Wednesday, February 2, 2011

National Signing Day

Today is considered to be National Signing Day, which is the day that most of the heavily touted high school football players declare which schools they will be attending. lately, such entities as ESPN have been trying to hype this day, even going as far as to televise these kids as they announce which school will get their services.

As with anything of a similar nature, people attempt to determine who the 'winners' and 'losers' are. For instance, Florida State and Auburn are considered to have two of the strongest recruiting classes of the year. Such projections are not only meaningless, but completely asinine. To state that one schools 17 to 18 year old kids are going to outperform another schools' kids is ridiculous. How is this determined? By seeing which schools got more of the players ranked within a specific criteria? Just because pundits happen to think that certain kids make up the 150 best high school football players in the country doesn't mean that A. They will be productive in college or B. That they will considered in the top 150 from that class later when they graduate, or even next year.
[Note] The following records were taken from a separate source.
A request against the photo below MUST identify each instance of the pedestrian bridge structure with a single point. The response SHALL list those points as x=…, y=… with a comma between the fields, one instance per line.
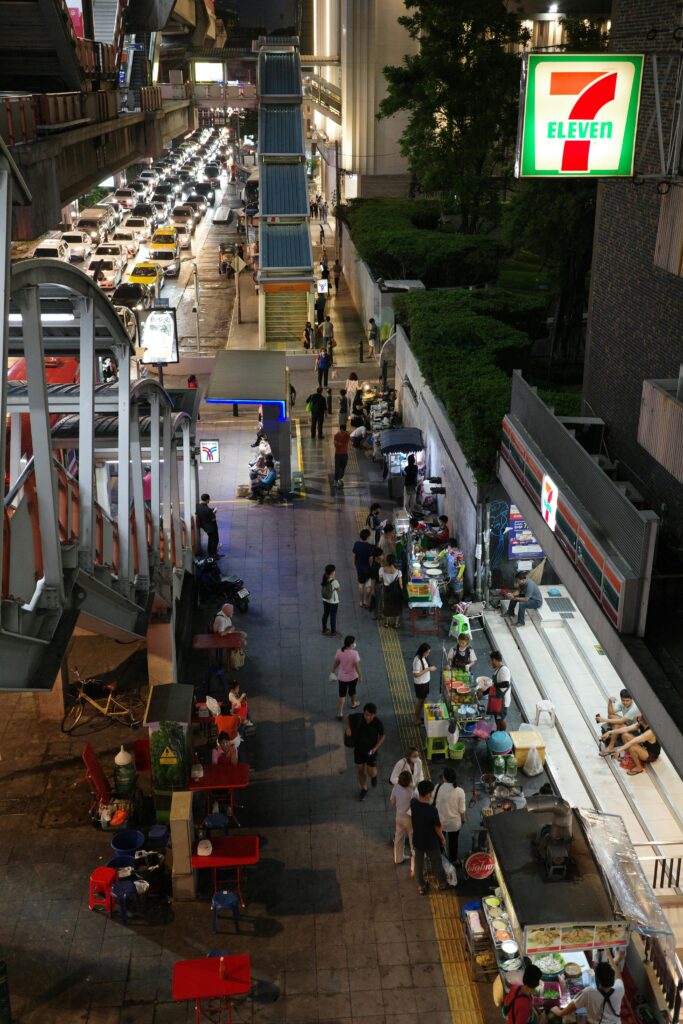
x=79, y=545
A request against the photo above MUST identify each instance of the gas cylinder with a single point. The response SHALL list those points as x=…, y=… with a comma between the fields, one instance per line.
x=125, y=776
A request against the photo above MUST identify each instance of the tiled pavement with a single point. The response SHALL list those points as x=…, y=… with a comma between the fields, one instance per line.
x=335, y=931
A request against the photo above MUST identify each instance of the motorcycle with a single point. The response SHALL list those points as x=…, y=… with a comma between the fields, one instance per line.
x=213, y=587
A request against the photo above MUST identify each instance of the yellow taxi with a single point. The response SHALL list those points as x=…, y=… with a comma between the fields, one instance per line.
x=147, y=273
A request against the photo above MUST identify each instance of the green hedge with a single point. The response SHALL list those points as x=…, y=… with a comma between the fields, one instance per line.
x=398, y=239
x=460, y=339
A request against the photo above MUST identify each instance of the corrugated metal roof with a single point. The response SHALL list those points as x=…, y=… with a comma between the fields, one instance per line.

Also, televising these kids as they put on the hat of whatever school that are going to attend is utterly ridiculous. People continually act surprised when big time recruits walk around and act as though everything should be handed to them. Or that their egos are incredibly inflated. Well, televising their decisions on which school to attend or discussing it in detail does not help. In fact, it just further fans the flames. Continually discussing their thought process, poring over anything said prior to their decision to try to guess where they end up, and trying to make this the biggest sports story of the day only furthers the sense of entitlement.

Yes, this is a big deal - to those kids and the schools they choose. It just shouldn't be a televised event. And it definitely should not come with a list of who 'won' and 'lost' the recruiting war.